The Joy Of Gardening
That title could just as appropriately be The Pain of Gardening. But by mid-June, when the hard post-winter work is done and the annuals are all planted, you can begin to enjoy the fruits of your labours. Or the flowers of your labours in my case since I grow neither fruits nor vegetables.
Gardening, like walking, is a very natural form of exercise, unlike jogging or working out at the gym. And we've been seriously cultivating plants since at least the Neolithic Revolution, although admittedly that's only the other day in the life of the planet.
There's an elemental, atavistic pleasure in working with the soil. This is as low-tech as you can get in a relentlessly hi-tech age.
It's not an original thing to say, but growing plants from seed is to witness a small miracle. Working with the basic elements that allow life to exist on this planet, a lifeless husk that has sat in a packet for months or years springs to life and becomes something of astonishing beauty that supports myriad other forms of life. And you're reminded that it was the co-existence of particular elements within a very narrow temperature range that made this a living planet, unlike those in our immediate vicinity in this tiny corner of the cosmos.
Gardening is also an activity that runs counter to the spirit of the times because it's a long-term project in an age of instant everything. You Can't Hurry Love sang The Supremes. And you can't hurry nature either. Like Eartha Kitt's Englishman, nature takes its time.

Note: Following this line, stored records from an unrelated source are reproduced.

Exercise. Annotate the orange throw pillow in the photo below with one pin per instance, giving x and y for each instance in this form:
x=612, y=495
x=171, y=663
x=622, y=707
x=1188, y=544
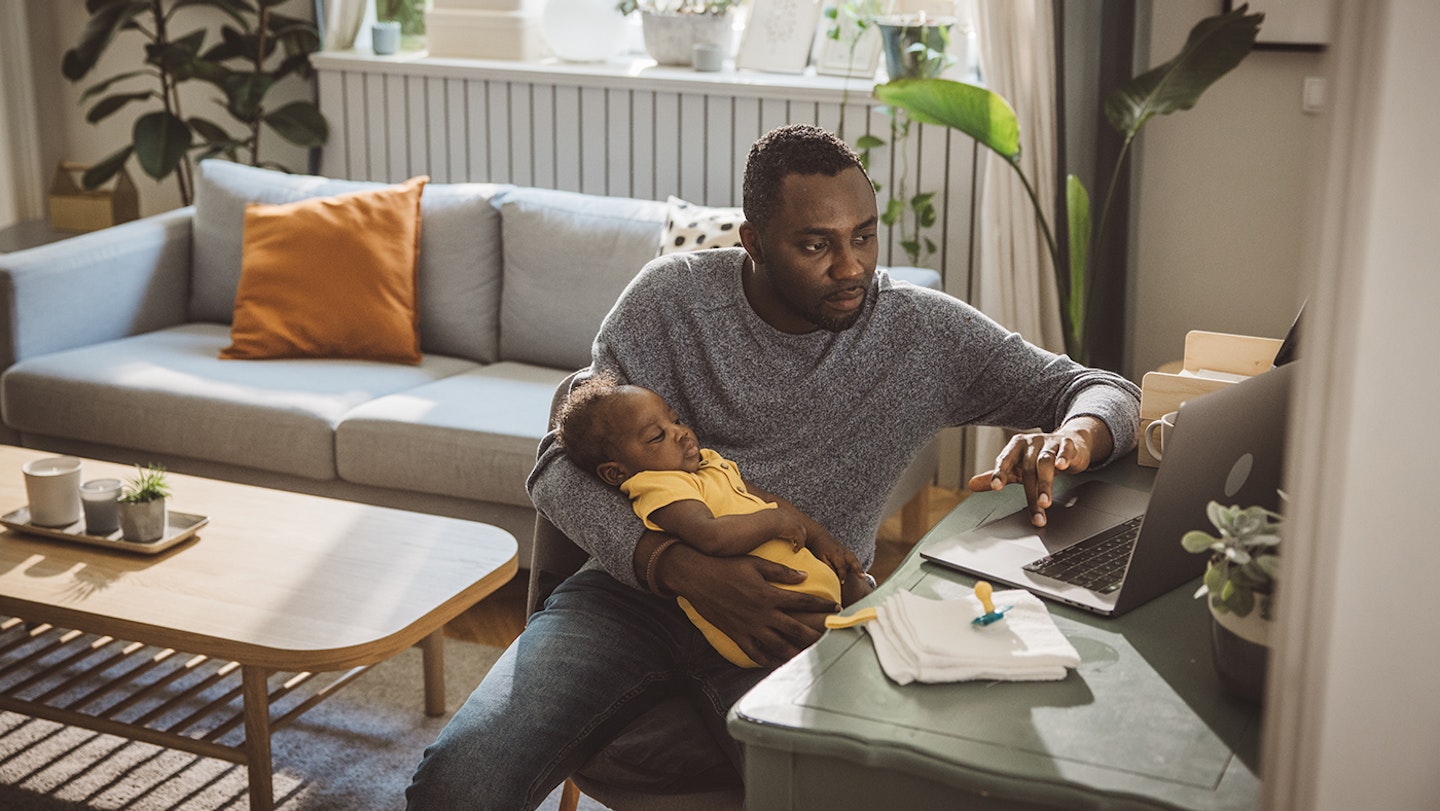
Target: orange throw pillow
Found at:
x=331, y=277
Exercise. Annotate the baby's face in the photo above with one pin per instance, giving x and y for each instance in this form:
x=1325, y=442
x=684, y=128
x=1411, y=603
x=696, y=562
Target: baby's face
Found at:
x=650, y=435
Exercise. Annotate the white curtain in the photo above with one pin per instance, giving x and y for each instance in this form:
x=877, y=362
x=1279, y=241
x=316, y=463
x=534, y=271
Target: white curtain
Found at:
x=20, y=185
x=1015, y=280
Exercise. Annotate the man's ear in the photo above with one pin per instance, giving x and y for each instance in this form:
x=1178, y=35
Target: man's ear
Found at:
x=750, y=239
x=611, y=473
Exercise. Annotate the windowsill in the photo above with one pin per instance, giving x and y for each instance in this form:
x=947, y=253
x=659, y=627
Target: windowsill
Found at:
x=630, y=72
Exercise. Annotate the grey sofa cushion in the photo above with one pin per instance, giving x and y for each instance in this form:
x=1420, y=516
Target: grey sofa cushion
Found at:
x=473, y=435
x=167, y=392
x=460, y=251
x=568, y=258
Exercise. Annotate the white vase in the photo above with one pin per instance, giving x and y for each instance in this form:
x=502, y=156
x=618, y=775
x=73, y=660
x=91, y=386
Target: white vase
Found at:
x=671, y=39
x=582, y=30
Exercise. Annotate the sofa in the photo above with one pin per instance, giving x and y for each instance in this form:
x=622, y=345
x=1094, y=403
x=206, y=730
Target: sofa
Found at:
x=111, y=340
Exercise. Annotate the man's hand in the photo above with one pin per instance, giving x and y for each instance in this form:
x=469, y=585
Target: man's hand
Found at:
x=1033, y=460
x=736, y=595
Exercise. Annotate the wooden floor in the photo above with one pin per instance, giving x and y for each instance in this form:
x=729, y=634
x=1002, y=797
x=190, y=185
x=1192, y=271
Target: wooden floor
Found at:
x=500, y=617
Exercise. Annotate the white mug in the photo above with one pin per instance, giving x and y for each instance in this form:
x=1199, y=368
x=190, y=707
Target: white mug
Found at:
x=54, y=487
x=1164, y=427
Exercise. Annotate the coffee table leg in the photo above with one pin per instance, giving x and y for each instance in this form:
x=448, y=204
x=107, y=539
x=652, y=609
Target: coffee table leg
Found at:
x=257, y=736
x=432, y=657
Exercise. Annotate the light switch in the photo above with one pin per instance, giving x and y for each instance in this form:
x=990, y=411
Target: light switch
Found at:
x=1312, y=95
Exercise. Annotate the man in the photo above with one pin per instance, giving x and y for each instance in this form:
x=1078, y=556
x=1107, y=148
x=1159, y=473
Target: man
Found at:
x=821, y=379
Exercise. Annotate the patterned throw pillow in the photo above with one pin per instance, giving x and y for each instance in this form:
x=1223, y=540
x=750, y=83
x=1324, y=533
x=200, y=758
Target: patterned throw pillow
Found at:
x=693, y=228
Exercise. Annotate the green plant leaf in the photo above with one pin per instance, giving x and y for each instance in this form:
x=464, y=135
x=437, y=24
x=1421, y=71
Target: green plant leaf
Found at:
x=107, y=19
x=300, y=123
x=1214, y=46
x=97, y=175
x=972, y=110
x=108, y=105
x=1077, y=225
x=160, y=143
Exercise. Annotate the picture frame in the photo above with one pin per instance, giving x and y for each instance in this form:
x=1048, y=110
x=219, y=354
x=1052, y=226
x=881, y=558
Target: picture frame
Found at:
x=778, y=36
x=835, y=58
x=1290, y=25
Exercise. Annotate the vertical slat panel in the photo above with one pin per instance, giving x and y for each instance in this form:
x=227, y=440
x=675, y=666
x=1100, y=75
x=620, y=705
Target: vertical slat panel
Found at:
x=691, y=147
x=594, y=146
x=330, y=92
x=774, y=113
x=719, y=151
x=497, y=98
x=457, y=133
x=568, y=156
x=379, y=120
x=621, y=143
x=667, y=144
x=543, y=114
x=398, y=146
x=435, y=131
x=416, y=123
x=522, y=134
x=477, y=130
x=642, y=146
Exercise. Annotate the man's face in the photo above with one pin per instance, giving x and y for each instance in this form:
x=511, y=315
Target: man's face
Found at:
x=817, y=255
x=647, y=434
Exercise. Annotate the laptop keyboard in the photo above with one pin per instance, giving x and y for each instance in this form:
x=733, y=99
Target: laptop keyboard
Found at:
x=1096, y=563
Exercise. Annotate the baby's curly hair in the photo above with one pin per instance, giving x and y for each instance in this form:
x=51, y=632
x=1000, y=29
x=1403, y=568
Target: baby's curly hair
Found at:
x=581, y=425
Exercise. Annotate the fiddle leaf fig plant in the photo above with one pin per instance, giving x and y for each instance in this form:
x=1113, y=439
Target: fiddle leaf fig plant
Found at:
x=1216, y=46
x=257, y=49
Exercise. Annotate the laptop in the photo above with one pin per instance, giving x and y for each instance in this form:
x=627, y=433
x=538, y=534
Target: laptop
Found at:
x=1108, y=548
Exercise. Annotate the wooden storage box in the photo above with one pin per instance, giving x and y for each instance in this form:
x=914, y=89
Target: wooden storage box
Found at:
x=1213, y=360
x=77, y=209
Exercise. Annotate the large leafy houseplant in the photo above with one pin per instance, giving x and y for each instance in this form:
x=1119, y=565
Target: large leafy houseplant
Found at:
x=257, y=49
x=1216, y=45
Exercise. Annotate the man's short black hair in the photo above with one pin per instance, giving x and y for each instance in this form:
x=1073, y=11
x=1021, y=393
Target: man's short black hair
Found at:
x=797, y=149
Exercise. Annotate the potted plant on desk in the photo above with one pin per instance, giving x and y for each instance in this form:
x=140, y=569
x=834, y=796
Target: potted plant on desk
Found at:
x=1240, y=581
x=143, y=504
x=674, y=28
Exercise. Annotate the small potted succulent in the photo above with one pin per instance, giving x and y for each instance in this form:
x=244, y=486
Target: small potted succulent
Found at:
x=673, y=28
x=143, y=504
x=1240, y=581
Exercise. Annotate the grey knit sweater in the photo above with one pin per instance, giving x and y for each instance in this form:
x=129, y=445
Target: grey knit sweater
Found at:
x=825, y=419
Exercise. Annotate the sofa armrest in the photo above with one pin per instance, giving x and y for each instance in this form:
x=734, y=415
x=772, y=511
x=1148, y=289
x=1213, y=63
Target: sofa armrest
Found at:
x=95, y=287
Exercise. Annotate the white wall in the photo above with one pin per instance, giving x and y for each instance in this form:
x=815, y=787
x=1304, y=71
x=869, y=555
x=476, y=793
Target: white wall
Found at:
x=1354, y=720
x=1223, y=193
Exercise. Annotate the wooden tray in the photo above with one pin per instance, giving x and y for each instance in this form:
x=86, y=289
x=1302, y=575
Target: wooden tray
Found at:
x=179, y=526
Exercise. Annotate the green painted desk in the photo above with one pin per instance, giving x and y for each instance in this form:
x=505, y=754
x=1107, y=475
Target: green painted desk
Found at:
x=1142, y=723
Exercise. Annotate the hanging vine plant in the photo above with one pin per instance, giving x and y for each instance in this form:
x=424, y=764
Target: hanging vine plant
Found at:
x=258, y=49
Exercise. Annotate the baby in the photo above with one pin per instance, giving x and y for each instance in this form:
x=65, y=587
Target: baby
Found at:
x=631, y=438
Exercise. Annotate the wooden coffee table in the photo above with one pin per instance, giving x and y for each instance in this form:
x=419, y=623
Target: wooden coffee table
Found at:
x=239, y=630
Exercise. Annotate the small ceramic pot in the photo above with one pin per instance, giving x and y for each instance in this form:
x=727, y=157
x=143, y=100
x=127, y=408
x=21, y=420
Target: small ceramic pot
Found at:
x=143, y=522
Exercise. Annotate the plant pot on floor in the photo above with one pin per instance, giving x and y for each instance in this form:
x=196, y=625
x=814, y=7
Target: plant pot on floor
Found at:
x=671, y=39
x=143, y=522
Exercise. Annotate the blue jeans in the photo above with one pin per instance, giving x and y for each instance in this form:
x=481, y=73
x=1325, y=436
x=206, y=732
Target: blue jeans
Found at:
x=598, y=656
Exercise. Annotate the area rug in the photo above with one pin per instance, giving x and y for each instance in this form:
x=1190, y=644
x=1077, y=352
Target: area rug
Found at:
x=353, y=752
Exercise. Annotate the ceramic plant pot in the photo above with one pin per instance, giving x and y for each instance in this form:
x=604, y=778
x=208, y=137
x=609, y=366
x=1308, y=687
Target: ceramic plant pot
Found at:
x=1242, y=651
x=671, y=39
x=143, y=522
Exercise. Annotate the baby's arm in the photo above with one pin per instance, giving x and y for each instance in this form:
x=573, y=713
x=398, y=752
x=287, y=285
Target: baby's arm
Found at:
x=693, y=523
x=818, y=539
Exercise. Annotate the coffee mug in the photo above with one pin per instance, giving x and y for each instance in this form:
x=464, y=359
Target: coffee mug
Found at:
x=1162, y=428
x=54, y=487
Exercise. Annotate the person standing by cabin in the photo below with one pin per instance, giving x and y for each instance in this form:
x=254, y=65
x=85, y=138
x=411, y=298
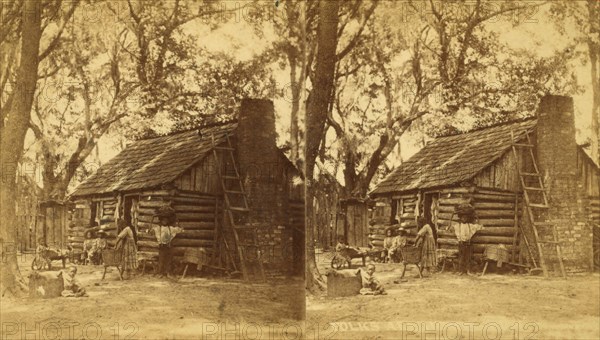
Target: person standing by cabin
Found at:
x=389, y=245
x=464, y=230
x=165, y=232
x=425, y=237
x=126, y=244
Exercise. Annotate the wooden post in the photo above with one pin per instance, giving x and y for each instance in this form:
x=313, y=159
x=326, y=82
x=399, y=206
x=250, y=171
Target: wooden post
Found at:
x=516, y=227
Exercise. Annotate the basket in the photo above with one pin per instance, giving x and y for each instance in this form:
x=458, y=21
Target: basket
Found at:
x=111, y=257
x=411, y=254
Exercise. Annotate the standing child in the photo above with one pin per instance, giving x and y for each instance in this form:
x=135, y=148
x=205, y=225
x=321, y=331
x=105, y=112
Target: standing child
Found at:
x=165, y=232
x=389, y=245
x=464, y=230
x=126, y=244
x=72, y=287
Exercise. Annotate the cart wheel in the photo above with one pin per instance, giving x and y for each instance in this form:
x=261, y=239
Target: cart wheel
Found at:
x=337, y=262
x=535, y=271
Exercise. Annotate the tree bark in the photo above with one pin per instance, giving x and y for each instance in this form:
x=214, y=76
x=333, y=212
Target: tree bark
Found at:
x=12, y=138
x=316, y=116
x=594, y=53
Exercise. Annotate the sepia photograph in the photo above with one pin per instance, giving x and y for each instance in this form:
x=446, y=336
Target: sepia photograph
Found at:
x=299, y=169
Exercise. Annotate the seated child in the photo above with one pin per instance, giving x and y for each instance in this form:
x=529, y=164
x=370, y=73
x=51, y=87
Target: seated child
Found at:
x=341, y=248
x=370, y=285
x=72, y=287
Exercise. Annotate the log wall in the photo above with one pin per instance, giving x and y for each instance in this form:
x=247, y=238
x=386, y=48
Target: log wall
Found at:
x=497, y=212
x=202, y=177
x=195, y=213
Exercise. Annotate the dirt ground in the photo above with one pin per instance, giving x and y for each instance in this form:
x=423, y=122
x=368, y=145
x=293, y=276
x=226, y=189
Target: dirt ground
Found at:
x=147, y=307
x=447, y=306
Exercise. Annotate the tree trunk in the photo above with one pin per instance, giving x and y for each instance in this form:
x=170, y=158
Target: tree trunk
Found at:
x=12, y=138
x=316, y=115
x=594, y=53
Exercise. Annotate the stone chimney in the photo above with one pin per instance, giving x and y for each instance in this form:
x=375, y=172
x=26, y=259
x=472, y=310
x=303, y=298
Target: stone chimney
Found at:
x=263, y=172
x=557, y=158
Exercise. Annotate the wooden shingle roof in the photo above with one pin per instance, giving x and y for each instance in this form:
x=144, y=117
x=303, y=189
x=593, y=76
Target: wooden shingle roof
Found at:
x=152, y=162
x=453, y=159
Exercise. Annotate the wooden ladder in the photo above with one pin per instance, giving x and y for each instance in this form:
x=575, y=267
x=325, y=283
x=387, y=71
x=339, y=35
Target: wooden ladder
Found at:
x=536, y=206
x=248, y=249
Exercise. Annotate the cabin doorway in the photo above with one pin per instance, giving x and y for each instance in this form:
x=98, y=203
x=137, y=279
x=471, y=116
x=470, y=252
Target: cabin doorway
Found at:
x=430, y=206
x=130, y=213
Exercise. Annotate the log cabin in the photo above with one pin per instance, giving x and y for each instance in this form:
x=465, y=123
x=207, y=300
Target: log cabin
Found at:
x=190, y=171
x=488, y=168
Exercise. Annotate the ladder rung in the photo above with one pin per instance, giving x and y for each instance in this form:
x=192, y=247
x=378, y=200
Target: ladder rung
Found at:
x=244, y=228
x=234, y=192
x=534, y=188
x=535, y=205
x=523, y=145
x=238, y=209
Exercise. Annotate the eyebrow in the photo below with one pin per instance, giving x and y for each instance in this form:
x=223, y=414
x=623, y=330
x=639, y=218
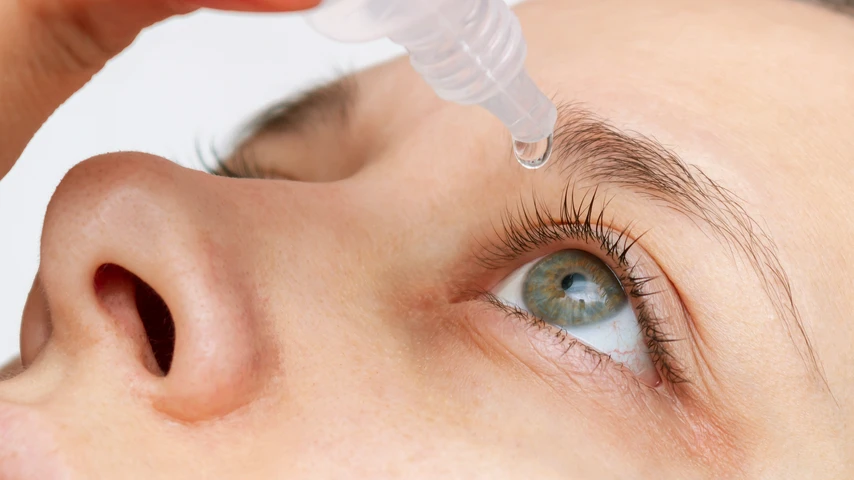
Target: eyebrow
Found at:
x=329, y=103
x=587, y=148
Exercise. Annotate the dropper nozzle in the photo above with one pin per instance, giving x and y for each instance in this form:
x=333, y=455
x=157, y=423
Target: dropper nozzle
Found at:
x=471, y=52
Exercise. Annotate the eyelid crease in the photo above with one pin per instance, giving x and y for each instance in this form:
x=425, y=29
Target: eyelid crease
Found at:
x=588, y=149
x=532, y=229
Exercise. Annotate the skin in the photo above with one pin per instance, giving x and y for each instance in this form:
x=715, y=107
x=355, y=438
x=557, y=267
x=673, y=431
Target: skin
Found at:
x=324, y=329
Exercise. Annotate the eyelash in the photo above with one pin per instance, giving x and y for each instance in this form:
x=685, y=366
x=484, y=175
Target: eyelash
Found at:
x=532, y=228
x=237, y=166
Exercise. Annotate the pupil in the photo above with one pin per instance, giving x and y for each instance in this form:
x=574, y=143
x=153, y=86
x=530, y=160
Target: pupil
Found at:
x=567, y=281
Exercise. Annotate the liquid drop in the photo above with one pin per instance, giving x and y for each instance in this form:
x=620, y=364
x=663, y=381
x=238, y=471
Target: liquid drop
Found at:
x=533, y=155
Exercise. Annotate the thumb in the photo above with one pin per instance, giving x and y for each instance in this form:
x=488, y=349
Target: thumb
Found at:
x=51, y=48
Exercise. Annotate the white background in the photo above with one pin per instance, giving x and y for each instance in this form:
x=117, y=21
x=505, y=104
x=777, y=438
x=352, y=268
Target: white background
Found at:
x=189, y=79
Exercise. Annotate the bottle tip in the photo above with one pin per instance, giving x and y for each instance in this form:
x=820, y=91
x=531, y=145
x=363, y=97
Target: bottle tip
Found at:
x=533, y=155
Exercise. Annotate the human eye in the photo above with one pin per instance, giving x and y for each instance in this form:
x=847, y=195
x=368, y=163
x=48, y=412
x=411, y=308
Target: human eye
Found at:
x=590, y=285
x=575, y=291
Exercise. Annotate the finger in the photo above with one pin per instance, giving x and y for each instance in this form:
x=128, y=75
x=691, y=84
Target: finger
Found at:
x=51, y=48
x=257, y=5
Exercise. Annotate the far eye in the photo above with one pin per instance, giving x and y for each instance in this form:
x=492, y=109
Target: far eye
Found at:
x=575, y=291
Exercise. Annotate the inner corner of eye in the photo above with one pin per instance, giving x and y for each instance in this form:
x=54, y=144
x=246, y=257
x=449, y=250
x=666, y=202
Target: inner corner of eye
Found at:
x=578, y=292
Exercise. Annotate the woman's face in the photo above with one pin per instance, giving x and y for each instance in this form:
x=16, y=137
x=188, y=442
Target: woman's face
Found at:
x=370, y=309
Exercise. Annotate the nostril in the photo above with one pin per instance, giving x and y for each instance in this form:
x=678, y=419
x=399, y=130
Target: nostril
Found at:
x=158, y=323
x=120, y=291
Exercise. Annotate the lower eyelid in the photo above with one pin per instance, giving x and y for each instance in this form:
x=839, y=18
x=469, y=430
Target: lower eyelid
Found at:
x=548, y=350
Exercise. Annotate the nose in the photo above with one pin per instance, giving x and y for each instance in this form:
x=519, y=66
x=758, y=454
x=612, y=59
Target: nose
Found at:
x=137, y=277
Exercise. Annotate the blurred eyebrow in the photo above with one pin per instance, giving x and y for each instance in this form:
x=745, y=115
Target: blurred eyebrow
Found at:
x=588, y=149
x=330, y=103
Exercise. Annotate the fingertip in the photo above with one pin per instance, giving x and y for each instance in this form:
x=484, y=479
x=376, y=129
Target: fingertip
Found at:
x=258, y=5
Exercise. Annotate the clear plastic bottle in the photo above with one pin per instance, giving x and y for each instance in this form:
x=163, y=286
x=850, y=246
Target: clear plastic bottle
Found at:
x=469, y=51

Take my Foxgloves. Well no, keep your thieving hands off them! I grew them from seed two years ago. They started life indoors, were then potted up and eventually planted out. But it has taken a full two years since I first tore open the seed packet for them to flower. As these pictures show, it was worth the wait.
As woodland plants, Foxgloves are one of the few flowering plants that thrive in shade, even total shade, which is why I put them in a section of garden where a high wall and a large tree mostly obscure the sun.
For those with more than a passing interest in such things, these are a traditional variety called Glittering Prizes and grow to a height of 5 feet. Messrs Thompson and Morgan, official seed suppliers to Lupin Towers, will part with a packet of seeds for a paltry sum of money.
The flowers have large blotched throats which are even more striking on the paler varieties of flower.
They look good at the back of the border, mingling with Lupins, Delphiniums and other tall plants.
Bees love them and disappear completely inside the long throats of the flowers - especially if a strange man is pointing a Fuji Finepix at them.
4 Comments:
Oooh, beautiful!
A friend gave me the gift of some young foxgloves recently, which she had lovingly grown from seed.
I shall have to remember to plant them in The Forgotten Bit around the back. Shade is aplenty there.
Actually, they can cope with quite a lot of sun as well, clever things.
Thanks for your other comments which I'll reply to in due course. But the blog's been a bit busy lately and the garden keeps needing watering.
Lovely absolutely lovely. I WISH I could get things to grow but I seem to have a black thumb and kill plants with disturbing regularity.
I think a lot of it comes down to treating plants as you would animals or people - but not in a crazy way by talking to them, although they do have the merit of not taking offence or answering back. But if you don't feel seriously guilty when you forget to water or feed them, you'll probably never succeed as a gardener.